2015. október 7., szerda

Operator internals: Amb, AmbWith

Introduction


The amb operator, shorthand for ambiguous, subscribes to a set of source Observables and keeps relaying events from the first Observable that signaled any event while unsubscribing and ignoring the rest. The operator can and does support backpressure.

From the operator building's perspective, we need to consider the following properties/requirements:


  • The number of source Observables is known when the downstream subscribes.
  • We need to track all subscriptions in a collection other than CompositeSubscription because there is no way to cherry pick one and unsubscribe the rest.
  • One has to relay the downstream request to all sources.
  • Unsubscription, requesting and even the choosing of a "winner" may happen while subscribing to the source Observables.
The two major versions are implemented slightly differently.

Implementation: 1.x

The 1.x implementation is slightly more verbose. It uses a simple ConcurrentLinkedQueue to keep track of the subscribers, AmbSubscriber. In addition, the winner AmbSubscriber is kept in an AtomicReference.

In case an unsubscription happens, we need to attach a callback to the child subscriber which when called, will loop through the collection of AmbSubscribers and unsubscribes them one by one.


When the subscription happens, a loop goes through all available sources, instantiated an AmbSubscriber and subscribes. Since unsubscription can happen at any time or any previous source may have already won, the loop has to check for both condition and quit early.


Once all sources have been subscribed, the child subscriber receives its Producer. The task of this producer is to dispatch all requests to every AmbSubscriber, or in case of a winner, dispatch the request only to that particular AmbSubscriber.

It may seem odd, but if there is a winner before the Producer is set, there is no need to set the Producer because the winner has obviously ignored any backpressure and started emitting anyways.

In the AmbSubscriber, any event fired will check if the current AmbSubscriber is the winner or not. If so, the event is relayed. Otherwise, an atomic dance happens where the AmbSubscriber tries to CAS itself into the winning position and if successful, it unsubscribes the others. If the CAS failed, the AmbSubscriber unsubscribes itself.


Implementation: 2.x

The 2.x implementation is less verbose and exploits the fact that the number of source Observables is known. Therefore, an array of AmbInnerSubscriber is used and the "winner" indicator is now an volatile integer field backed by a field updater. 

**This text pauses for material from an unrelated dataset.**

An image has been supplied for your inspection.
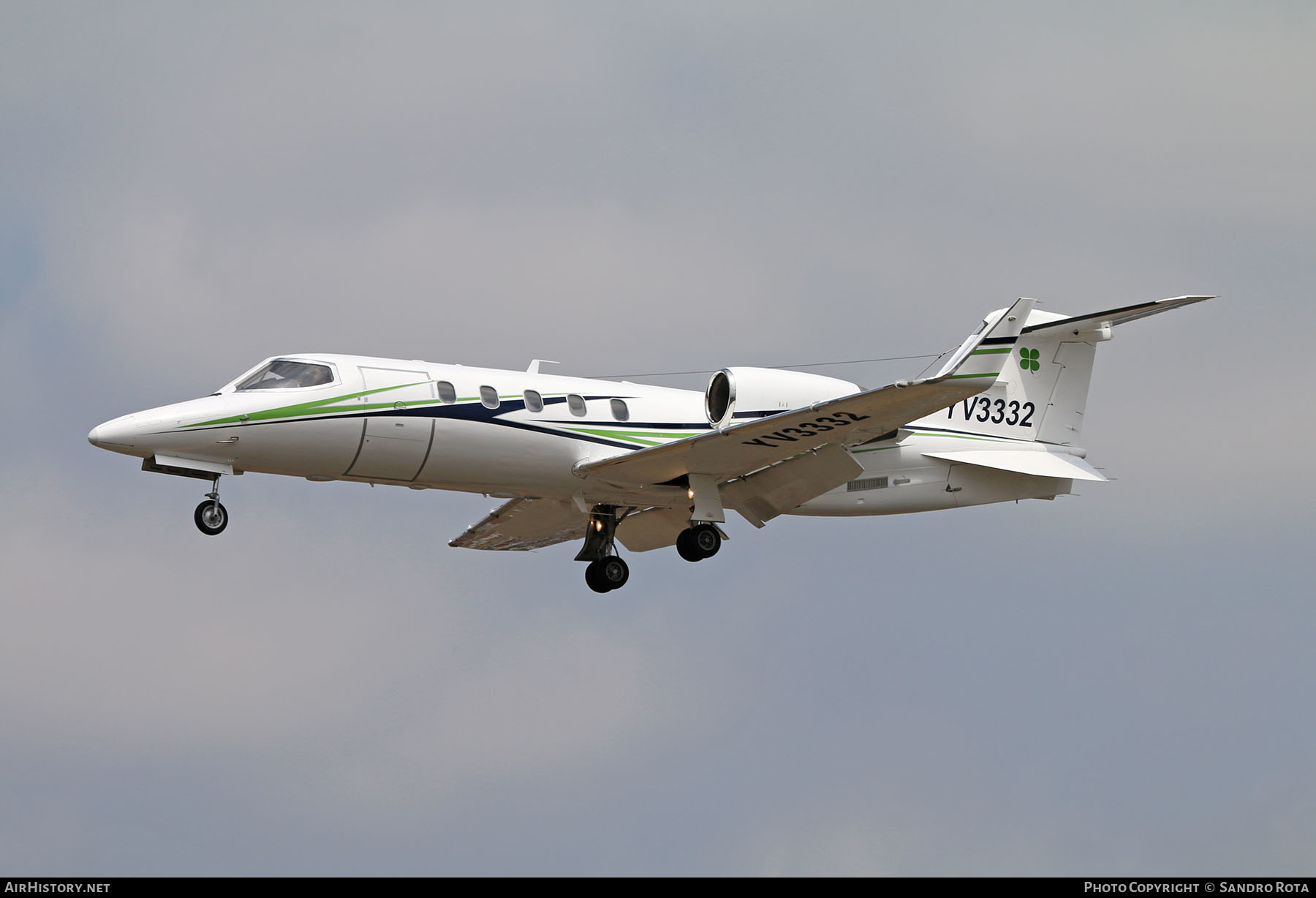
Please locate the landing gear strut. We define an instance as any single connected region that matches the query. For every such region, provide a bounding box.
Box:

When the child subscribes, a loop first creates every AmbInnerSubscriber, sets a custom Subscription on the child (which is the coordinator class itself) and then subscribes to each source Observable. This second loop also checks for a winner in the process.

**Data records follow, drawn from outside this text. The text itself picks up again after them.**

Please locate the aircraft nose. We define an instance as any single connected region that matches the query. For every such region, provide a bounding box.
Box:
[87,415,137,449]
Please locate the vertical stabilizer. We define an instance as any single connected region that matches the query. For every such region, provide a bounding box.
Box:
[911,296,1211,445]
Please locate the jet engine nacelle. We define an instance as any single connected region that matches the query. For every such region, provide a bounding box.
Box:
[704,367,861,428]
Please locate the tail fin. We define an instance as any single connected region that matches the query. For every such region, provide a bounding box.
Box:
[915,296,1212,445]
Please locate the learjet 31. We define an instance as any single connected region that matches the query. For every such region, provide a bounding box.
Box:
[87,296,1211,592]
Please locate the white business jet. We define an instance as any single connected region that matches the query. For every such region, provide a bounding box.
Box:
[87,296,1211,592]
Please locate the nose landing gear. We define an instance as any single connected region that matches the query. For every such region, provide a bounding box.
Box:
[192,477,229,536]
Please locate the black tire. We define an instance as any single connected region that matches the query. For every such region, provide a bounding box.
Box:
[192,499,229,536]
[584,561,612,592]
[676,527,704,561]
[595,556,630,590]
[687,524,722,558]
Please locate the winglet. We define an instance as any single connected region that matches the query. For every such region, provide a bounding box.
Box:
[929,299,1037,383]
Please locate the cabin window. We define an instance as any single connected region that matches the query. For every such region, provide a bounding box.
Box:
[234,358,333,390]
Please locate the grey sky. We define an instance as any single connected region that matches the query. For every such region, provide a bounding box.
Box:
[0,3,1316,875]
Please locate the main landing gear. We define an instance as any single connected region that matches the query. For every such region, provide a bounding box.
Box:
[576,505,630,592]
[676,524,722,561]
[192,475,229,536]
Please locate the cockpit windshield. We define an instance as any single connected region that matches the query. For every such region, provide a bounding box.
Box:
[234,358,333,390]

The winner field has multiple meanings depending on the state of the operator. Minus one indicates the child cancelled, zero means there is no winner yet and any positive number indicates the index plus 1 of the winner AmbInnerSubscriber.

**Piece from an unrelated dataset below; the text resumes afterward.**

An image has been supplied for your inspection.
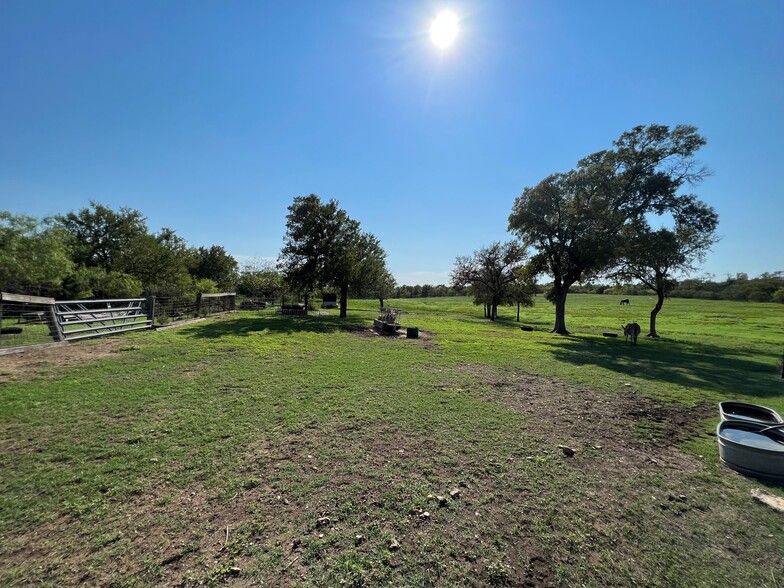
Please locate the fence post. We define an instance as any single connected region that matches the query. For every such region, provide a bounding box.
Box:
[147,296,155,325]
[46,304,65,343]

In the reactive-streams world, there is an increased likelihood a Subscription arrives later than any request or cancellation attempt, therefore, one has to be prepared for it. Therefore, AmbInnerSubscriber has to keep its Subscription in a volatile field plus it has to track all the missed requests in another. This pattern is so common with 2.x, it is worth detailing it here:

class AmbSubscriber<T> 
extends AtomicReference<Subscription>
implements Subscriber<T>, Subscription {
    volatile long missedRequested;
    static final AtomicLongFieldUpdater MISSED_REQUESTED = ...;

    static final Subscription CANCELLED = ...;
}

The class implements Subscriber, naturally, and Subscription for convenience (so we have request() and cancel() to implement). The class also has a static final field holding an empty implementation of the Subscription interface. We will use this instance to indicate a cancelled state and also notify any late-coming request() or onSubscribe() to do nothing. By extending AtomicReference directly, we will keep the incoming Subscription in a (hidden) instance field and access it via atomic methods of this.

Let's see the implementation of the cancel() method first:


@Override
public void cancel() {
    Subscription s = get();
    if (s != CANCELLED) {
        s = getAndSet(CANCELLED);
        if (s != CANCELLED && s != null) {
            s.cancel();
        }
    }
}

This atomic getAndSet() should look familiar by now. When called, if the current subscription is not the constant CANCELLED, we getAndSet it to cancelled. The atomicity guarantees that there will be only one thread that experiences a non-CANCELLED previous state in which case we call cancel on it. Note that cancel() may be called before onSubscribe thus the current subscription may be null.

Next, let's see the onSubscribe() method:


@Override
public void onSubscribe(Subscription s) {
    if (!compareAndSet(null, s)) {                         // (1)
        s.cancel();                                        // (2)
        if (get() != CANCELLED) {                          // (3)
            SubscriptionHelper.reportSubscriptionSet();
        }
        return;
    }
            
    long r = MISSED_REQUESTED.getAndSet(this, 0L);         // (4)
    if (r != 0L) {                                         // (5)
        s.request(r);
    }
}


  1. First, we try to CAS in the incoming Subscription and replace a null value.
  2. If there is already a Subscription, we cancel the incoming one in any case.
  3. It is possible, although unlikely, multiple calls to onSubscribe happens due to bogous source. If the current value isn't the cancelled indicator, we have to report the incident in some way and just quit.
  4. If the CAS succeeded, we now have to take all missed requested amount via getAndSet.
  5. If there were in fact missed requests, we do request that amount from the Subscription at hand.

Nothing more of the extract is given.